Oczywiście czytałem, że pewien portal uznał mój felieton za najgłupszy tekst roku (będę musiał z tym żyć). Czytałem też połajanki wrocławskiej prasy o tym, że jestem na bakier z dziennikarską etyką. Po raz setny dowiedziałem się również, że w pogoni za klikami osiągnęliśmy już dno. W ogóle to kliki stały się czymś obrzydliwym. Dziennikarz, który mówi, że nie pracuje dla nich, jest cool. Problem w tym, że ja takiego dziennikarza uważam za hipokrytę, bo to tak, jakby żużlowiec powiedział, że nie jeździ dla trójek i medali, lecz wyłącznie dla własnej satysfakcji. Ja chcę (nie ukrywam tego), żebyśmy byli czytani, żeby o naszych tekstach dyskutowano.
I tak jak Maciejowi życzę medalu, tak sobie i całej żużlowej redakcji WP SportoweFakty życzę na ten Nowy Rok tego, żebyśmy nadal byli najlepsi. Fakty są takie, że wyprzedzamy internetową (prasową zresztą też) konkurencję o kilka długości. Rokrocznie poprawiamy też swoje wyniki. I to cieszy, bo przecież my nie robimy tej strony dla siebie, ale dla WAS, dla naszych czytelników i kibiców. Nasze rezultaty (m.in. te cholerne kliki) pokazują, że chyba całkiem nieźle nam to wychodzi. Nie jesteśmy doskonali, nie zawsze nas kochają, ale przecież nie o to w tym wszystkim chodzi. Zresztą trudno kochać kogoś, kto stawia niewygodne pytania, porusza ważne problemy, wierci dziurę w brzuchu.

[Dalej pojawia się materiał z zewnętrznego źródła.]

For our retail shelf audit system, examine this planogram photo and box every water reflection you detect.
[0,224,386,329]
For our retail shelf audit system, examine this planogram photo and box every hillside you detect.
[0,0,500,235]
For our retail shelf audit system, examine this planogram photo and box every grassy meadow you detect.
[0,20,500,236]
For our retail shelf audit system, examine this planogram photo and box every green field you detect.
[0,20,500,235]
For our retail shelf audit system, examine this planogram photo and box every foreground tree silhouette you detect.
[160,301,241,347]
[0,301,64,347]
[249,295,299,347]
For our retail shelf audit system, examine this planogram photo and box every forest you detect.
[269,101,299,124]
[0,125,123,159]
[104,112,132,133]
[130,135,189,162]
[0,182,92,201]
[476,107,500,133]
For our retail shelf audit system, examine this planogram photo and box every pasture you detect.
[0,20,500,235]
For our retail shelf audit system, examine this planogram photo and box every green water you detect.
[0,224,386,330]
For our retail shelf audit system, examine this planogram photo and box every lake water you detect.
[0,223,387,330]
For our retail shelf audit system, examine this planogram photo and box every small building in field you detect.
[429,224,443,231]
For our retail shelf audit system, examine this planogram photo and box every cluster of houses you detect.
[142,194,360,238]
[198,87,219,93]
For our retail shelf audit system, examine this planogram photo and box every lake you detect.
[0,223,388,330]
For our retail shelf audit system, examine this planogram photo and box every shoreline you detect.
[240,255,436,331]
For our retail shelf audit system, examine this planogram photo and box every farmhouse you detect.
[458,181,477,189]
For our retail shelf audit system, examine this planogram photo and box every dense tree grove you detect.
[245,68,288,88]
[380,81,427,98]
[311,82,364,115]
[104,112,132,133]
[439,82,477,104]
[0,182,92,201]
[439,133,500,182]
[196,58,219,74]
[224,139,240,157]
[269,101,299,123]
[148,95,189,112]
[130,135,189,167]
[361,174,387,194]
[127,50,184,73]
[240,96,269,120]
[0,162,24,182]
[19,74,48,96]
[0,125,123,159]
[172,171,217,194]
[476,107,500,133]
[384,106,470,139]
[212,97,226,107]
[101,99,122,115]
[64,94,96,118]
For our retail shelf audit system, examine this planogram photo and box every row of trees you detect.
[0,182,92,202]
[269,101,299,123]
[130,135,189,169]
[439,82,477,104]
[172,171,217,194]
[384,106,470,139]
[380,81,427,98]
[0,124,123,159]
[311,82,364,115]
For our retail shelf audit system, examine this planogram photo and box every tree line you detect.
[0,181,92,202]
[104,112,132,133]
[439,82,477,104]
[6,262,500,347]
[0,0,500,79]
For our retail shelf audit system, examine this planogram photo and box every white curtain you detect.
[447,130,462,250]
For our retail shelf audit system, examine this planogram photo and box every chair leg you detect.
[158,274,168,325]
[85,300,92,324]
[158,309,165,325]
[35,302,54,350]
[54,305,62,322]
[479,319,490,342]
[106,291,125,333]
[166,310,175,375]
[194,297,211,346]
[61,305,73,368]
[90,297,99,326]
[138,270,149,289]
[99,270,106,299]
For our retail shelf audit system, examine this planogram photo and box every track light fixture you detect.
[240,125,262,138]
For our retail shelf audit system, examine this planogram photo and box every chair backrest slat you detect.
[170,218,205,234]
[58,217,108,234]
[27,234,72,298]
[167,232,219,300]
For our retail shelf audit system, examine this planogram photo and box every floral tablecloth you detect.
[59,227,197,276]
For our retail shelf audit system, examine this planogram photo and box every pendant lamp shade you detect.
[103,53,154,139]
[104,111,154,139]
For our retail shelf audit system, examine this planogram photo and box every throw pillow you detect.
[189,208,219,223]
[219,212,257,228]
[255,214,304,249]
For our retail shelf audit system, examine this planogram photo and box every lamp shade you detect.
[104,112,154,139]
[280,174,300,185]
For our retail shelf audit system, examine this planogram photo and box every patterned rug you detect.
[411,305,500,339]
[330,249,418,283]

Przepraszam, że dziś tak krótko, ale w trakcie świątecznej przerwy (przyznaję bez bicia) niewiele myślałem o żużlu. Już zdążyłem zapomnieć o diamentowym Irku, o tym, że w pierwszej lidze nie ma ósmej drużyny, o tym, że Tomasz Suskiewicz zna się na wszystkim, ale i też o tym, że jestem zły i brzydki. W tym miejscu zapewniam prezesa Fogo Unii Leszno Piotra Rusieckiego, że kocham jego klub szczerze i z całego serca. To samo czuję jednak do pozostałych, co nie zmienia faktu, że jeśli w którymś z nich zdarzy się coś, co mi się nie spodoba, to na pewno o tym napiszę. Tak już mam.